دانلود رایگان مقاله محاسبه وابسته به اندازه مدول الاستیک نانو الیافی و نانو متخلخل کامپوزیت

Abstract

The present work is concerned with nanocomposites consisting of a matrix containing unidirectional nanofibers or nanopores. In such a nanocomposite, due to the exceptionally high surface-to-volume ratio of a nanofiber or nanopore, the fiber-matrix interface or pore surface stresses, which are usually neglected in determining the effective properties of classical fibrous and porous composites, have a non-negligible effect on the effective properties at the macroscopic scale. The purpose of this work is first to compute the effective elastic moduli of unidirectional nano-fibrous and nano-porous composites accounting for interface/surface stresses and second to study the dependencies of these effective moduli on the size, shape and distribution of nanofibers and nanopores in the matrix. To achieve this twofold objective, a coherent interface/surface model is adopted for the nanofiber-matrix interface and pore surface, and a numerical method based on the fast Fourier transform (FFT) is elaborated. The numerical results obtained for the effective elastic moduli of fibrous and porous nanocomposites are compared with the analytical estimates obtained from the generalized self-consistent model (GSCM), with some relevant bounds and with the corresponding numerical results provided by the extended finite element method (XFEM)/level-set approach.

Concluding remarks

In this work, the coherent imperfect interface model has been adopted for the nanofiber-matrix interfaces. A numerical method based on the fast Fourier transform has been elaborated to compute the effective elastic moduli of periodic fibrous nanocomposites. In contrast with the case of classical composites with imperfect fibermatrix interfaces, the results obtained for the effective elastic moduli of fibrous nanocomposites show that they depend not only on the material properties of the matrix and nanofiber phases but also on the size of the cross-section of nanofibers as well as the material properties of the matrix-nanofiber interfaces.
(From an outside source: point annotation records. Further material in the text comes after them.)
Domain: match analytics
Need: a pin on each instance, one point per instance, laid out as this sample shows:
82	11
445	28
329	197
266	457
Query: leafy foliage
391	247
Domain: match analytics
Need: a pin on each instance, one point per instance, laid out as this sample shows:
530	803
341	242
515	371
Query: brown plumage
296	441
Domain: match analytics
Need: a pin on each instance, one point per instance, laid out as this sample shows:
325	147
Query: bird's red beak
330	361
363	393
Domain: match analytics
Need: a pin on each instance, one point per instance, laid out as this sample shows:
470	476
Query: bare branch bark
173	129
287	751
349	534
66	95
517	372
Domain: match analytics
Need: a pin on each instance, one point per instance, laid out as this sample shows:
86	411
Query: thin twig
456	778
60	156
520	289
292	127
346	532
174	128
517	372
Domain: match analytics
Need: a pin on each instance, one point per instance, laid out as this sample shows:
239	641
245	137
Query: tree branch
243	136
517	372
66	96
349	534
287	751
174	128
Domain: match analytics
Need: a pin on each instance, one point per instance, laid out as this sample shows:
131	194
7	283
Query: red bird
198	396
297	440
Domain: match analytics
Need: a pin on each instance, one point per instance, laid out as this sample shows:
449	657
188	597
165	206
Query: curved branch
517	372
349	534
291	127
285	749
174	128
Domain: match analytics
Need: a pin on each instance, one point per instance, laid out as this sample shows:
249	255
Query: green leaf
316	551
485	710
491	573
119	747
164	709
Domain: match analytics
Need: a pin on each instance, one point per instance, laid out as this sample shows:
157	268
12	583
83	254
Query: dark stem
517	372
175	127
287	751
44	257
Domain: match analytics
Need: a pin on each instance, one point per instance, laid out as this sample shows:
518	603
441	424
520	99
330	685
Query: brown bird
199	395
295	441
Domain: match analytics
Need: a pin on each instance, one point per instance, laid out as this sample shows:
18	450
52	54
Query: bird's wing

These effects increase significantly when the fiber size becomes small, displaying a significant size effect. Moreover, in the present work, the dependencies of the effective elastic moduli of periodic fibrous nanocomposites on the shapes and distributions of nanofibers embedded in the matrix phase have also been studied. Compared with the mostly used numerical method based on the finite element method (FEM), the proposed numerical method does not need to mesh the microstructure of composites. For this reason, it has no difficulties related to meshing. In addition, avoiding the difficulties of FEM in modelling the interfaces between the different phases of composites with some discontinuities conditions, the method presented in this work achieves the description of the interfaces by using the characteristic function which is explicitly determined and depends only on the form of the cross-section of fibers.